Again, that slow and deliberate movement of her head, as if she were just getting accustomed to the idea of saying No.

“You look like you’ve come a pretty good way,” Stratton commented. “I bet you wouldn’t say no to a cold beer, especially since I could be said to owe you one. Though that little trick of leaving your empty in the mailbox might be enough to cancel out that debt.”

She said, “You don’t owe me anything.”

“Well, we’ll split the difference and pretend I do.”

He opened the door and snapped on the front hall light. She followed him into the kitchen and sat down at the table, spread her hands out on the surface to register every detail of its temperature and texture. He set a can of beer on a coaster in front of her. He motioned her to drink when she saw that he intended nothing for himself.

“Don’t worry,” he told her. “I stay plenty hydrated.”

She took the can in both hands and emptied a third of it in a single pull. The relief hit her so that she couldn’t hold back a grin, though she tried to hide behind a flip of her hair. She wiped the foam from the can’s lid and drank again.

“How long have you been out there? On the road I mean.”

Her hand rose to the side of her face, tucked back a vine of knotted hair. A shy but collected gesture. Aware of the quietness of the setting and the desire to behave well.

“A while. Half a year now, I guess.”

“How many nights you managed under a solid roof?”

She smiled, said, “Not many. How many nights you managed without a beer in your hand?”

He laughed, but didn’t say anything.

“Where are you going to move?” she asked.

“Move?”

“I saw the For Sale sign out at the road.”

“Yeah, I don’t guess I’m sure yet. Maybe I need the money in my hand to make me decide.”

“Is that what it takes? Money?”

“Maybe. What about you? What made you want to go out on the road?”

She shrugged, showed the palms of her hands.

“I’m still deciding, I guess.”

“Well, there’s nothing wrong with that.”

“I couldn’t help but notice your garden’s not looking so great,” she said once she had her voice again.

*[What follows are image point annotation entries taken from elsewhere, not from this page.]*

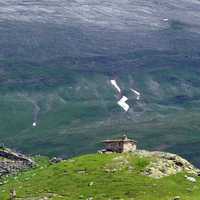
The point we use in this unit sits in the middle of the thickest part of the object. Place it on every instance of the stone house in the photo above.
(120, 145)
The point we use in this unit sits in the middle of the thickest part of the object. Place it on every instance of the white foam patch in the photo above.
(123, 104)
(114, 83)
(136, 93)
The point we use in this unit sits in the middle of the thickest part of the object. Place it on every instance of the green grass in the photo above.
(94, 176)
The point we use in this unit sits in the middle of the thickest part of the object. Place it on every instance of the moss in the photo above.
(85, 176)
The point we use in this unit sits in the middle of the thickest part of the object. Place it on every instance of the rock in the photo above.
(191, 179)
(165, 164)
(177, 198)
(91, 184)
(12, 162)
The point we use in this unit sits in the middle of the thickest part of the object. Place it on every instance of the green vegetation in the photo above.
(98, 176)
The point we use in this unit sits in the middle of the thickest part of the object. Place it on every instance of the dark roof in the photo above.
(119, 140)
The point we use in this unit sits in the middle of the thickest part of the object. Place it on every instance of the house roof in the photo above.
(123, 139)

He glanced back toward the front door, as if he could see straight through the walls to the barren flower beds.

“I appreciate your attention to detail,” he said. “I’m afraid I’ve noticed the same thing myself.”

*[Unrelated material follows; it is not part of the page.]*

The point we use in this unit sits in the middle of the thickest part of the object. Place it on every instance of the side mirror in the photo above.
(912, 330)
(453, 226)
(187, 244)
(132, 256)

“What’s that thing you’ve got sitting out there next to the steps?”

“That’s Gordon Lightfoot.”

“Gordon Lightfoot?”

“Yeah, Gordon the gnome. You like him? I thought he’d have more of a green thumb than me. Man’s got to keep a bit of levity, don’t you think?”

She had no opinion on this.

“I could help you get it fixed up,” she said softly. “Could help you get the house all put together so you can sell it. If that’s what you want.”

“What’s wrong with the way I’ve got the house?”

She glanced around, shrugged, as if that were refutation enough, and perhaps it was. Stratton thought about it a long while.

“If I said yes, if I was to be fool enough to think you didn’t mean to rob me blind . . .”

“We could find a way to make it work.”

Damn Cat slipped into the kitchen like the elegant twist of smoke that he was, meowed once at the stranger before wrapping himself around her ankles.

“He normally hates other people,” Stratton said.

“That’s all right,” she said, scratched the tom’s head. “Normally I do too.”